Pasal 69 UU No 17 Tahun 2013: Pencabutan status badan hukum Ormas dilaksanakan dalam jangka waktu paling lama 30 (tiga puluh) hari terhitung sejak tanggal diterimanya salinan putusan pembubaran Ormas yang telah memperoleh kekuatan hukum tetap. Pencabutan status badan hukum Ormas sebagaimana dimaksud pada ayat (1) diumumkan dalam Berita Negara Republik Indonesia.

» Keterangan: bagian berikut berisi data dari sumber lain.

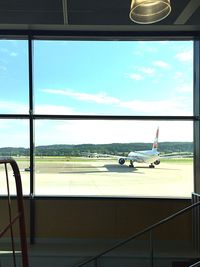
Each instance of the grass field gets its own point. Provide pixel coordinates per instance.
(78, 176)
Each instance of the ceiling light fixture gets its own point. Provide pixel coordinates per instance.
(149, 11)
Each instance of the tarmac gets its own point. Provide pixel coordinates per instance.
(106, 178)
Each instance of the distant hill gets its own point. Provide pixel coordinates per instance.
(114, 148)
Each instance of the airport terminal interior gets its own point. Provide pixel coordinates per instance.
(100, 133)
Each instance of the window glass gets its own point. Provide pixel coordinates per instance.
(14, 142)
(82, 158)
(14, 77)
(113, 78)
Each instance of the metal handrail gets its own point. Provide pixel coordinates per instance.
(132, 237)
(197, 264)
(20, 215)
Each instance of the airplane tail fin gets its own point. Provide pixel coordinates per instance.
(155, 143)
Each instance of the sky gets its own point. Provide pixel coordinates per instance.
(98, 78)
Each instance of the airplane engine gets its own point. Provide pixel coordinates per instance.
(121, 161)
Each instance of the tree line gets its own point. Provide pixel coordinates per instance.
(84, 149)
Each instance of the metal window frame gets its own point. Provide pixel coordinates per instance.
(30, 36)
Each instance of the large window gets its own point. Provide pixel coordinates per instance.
(113, 78)
(93, 102)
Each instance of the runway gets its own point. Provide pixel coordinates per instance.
(106, 178)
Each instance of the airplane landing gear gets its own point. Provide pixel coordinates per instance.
(131, 164)
(151, 165)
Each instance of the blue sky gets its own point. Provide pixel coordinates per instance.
(105, 77)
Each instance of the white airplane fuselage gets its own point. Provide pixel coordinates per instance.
(146, 156)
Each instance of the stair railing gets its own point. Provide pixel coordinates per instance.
(20, 214)
(140, 233)
(196, 264)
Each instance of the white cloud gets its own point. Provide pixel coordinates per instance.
(68, 132)
(175, 106)
(13, 54)
(99, 98)
(185, 88)
(171, 106)
(13, 107)
(178, 75)
(53, 109)
(136, 76)
(161, 64)
(185, 56)
(147, 70)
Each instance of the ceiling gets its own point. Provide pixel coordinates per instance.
(95, 15)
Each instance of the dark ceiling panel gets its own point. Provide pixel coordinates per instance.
(31, 12)
(93, 12)
(195, 18)
(112, 12)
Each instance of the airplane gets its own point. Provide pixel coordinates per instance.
(146, 156)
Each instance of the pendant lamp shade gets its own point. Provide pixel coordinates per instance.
(149, 11)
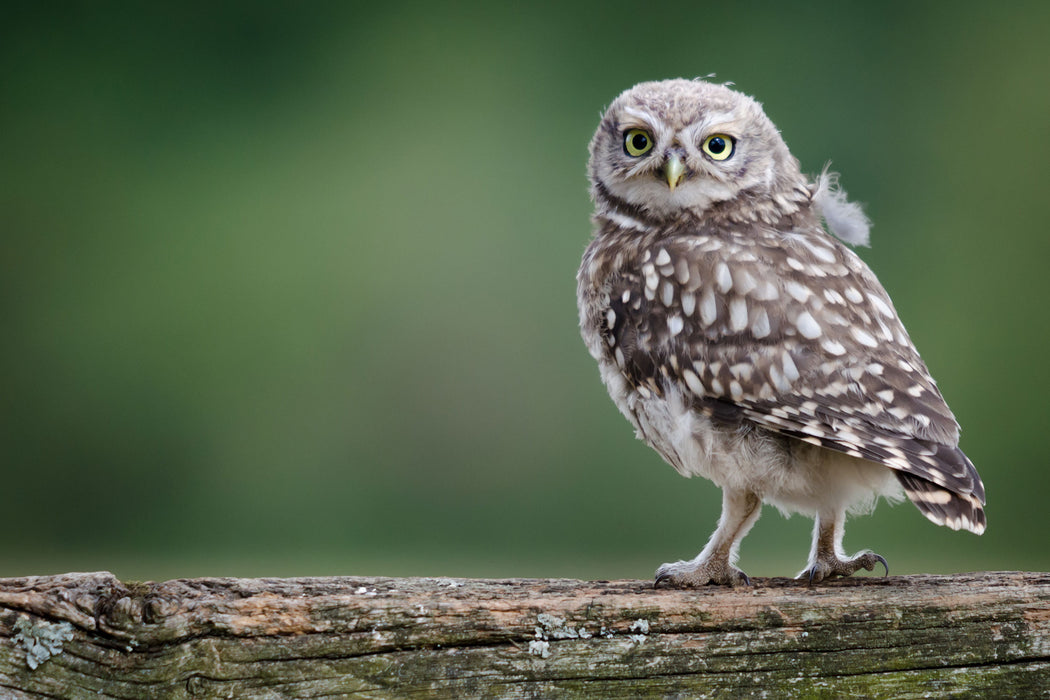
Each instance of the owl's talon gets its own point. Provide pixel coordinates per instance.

Penting: Ormas yang telah berbadan hukum sebelum berlakunya Undang-Undang ini tetap diakui keberadaannya sesuai dengan ketentuan Undang-Undang ini; Ormas yang telah berbadan hukum berdasarkan Staatsblad 1870 Nomor 64 tentang Perkumpulan-Perkumpulan Berbadan Hukum (Rechtspersoonlijkheid van Vereenigingen) yang berdiri sebelum Proklamasi Kemerdekaan Republik Indonesia dan konsisten mempertahankan Negara Kesatuan Republik Indonesia, tetap diakui keberadaan dan kesejarahannya sebagai aset bangsa, tidak perlu melakukan pendaftaran sesuai dengan ketentuan Undang-Undang ini;

Apa Perbedaan Ormas berbadan hukum dan Ormas tidak berbadan hukum? Setidaknya ada 4 (empat) Perbedaan yaitu: No Ormas berbadan hukum Ormas tidak berbadan hukum 1. Didaftarkan dan disahkan oleh Menteri Hukum dan HAM. Didaftarkan dan diberi SKT oleh Mendagri, gubernur, atau bupati/walikota. 2. Lingkupnya Nasional. Lingkup dibagi menjadi 3, yakni lingkup nasional, provinsi, dan kabupaten kota. 3. Dapat mendirikan badan usaha dan Dapat memperoleh pemberdayaan dari Pemerintah dan/atau Pemda. Hanya memperoleh pemberdayaan dari Pemerintah dan/atau Pemda. 4. Pencabutan sanksi pencabutan badan hukum dilakukan oleh Menteri hukum dan HAM. Pencabutan sanksi pencabutan SKT oleh Mendagri, Gubernur, atau bupati/walikota.